Growth, Rate Outlooks
The International Monetary Fund, which is leading the loan, expects the economy to start growing in 2011, led by industry and exports. Deutsche Bank said the economy will probably contract 1.9 percent in 2010 and return to a growth of as much as 1.5 percent in 2011, matching the IMF’s forecasts. It sees a slowdown in inflation to 7.6 percent at the end of this year from 7.9 in October and to 4.1 percent next year.
The central bank will probably keep the benchmark interest rate at its record low of 6.25 percent to boost weak domestic demand, the analysts said.
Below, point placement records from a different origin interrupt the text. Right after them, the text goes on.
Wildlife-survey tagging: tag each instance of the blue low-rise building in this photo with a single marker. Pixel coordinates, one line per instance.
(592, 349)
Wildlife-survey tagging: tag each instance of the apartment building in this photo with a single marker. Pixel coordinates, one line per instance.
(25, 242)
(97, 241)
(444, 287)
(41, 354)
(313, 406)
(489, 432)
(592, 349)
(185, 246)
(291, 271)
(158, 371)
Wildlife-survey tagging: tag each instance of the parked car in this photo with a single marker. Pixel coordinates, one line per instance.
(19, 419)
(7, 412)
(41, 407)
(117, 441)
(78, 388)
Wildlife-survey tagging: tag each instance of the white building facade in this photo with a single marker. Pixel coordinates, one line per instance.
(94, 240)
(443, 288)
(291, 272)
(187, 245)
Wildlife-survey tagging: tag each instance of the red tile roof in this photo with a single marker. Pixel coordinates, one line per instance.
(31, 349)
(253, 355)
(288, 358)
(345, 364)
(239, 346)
They also said investors should sell protection tied to Romanian five-year bonds in the credit- default swaps market and buy Hungarian protection.
“If Romania’s adjustment program remains on track, the aggregate fiscal adjustment achieved will certainly be impressive,” Deutsche Bank said. “The planned 2.5 percentage point adjustment in the structural balance in 2011 will be more than twice that of any other emerging economy.”
The Hungarian government will rely on a package of measures to overhaul the economy that it plans to put forward in February to help avert a credit-rating downgrade to junk, Economy Minister Gyorgy Matolcsy said yesterday. Moody’s Investors Service cut the country’s rating to Baa3 on concern that the Budapest-based cabinet is plugging budget holes with “temporary measures” that won’t be sustainable.
Credit-default swaps are derivatives used to hedge against or speculate on countries’ or companies’ creditworthiness. The contracts pay the buyer face value in exchange for the underlying securities or the cash equivalent if a borrower fails to adhere to its debt commitments.
Deutsche Bank says Romania could seek a precautionary credit line from the IMF after the current agreement expires in May next year because the country “doesn’t face any of the problems identified by the IMF as barring a country from a credit line,” such as a sustained inability to access international capital markets, the need for large structural policy adjustment, an unsustainable public debt position or widespread bank insolvencies.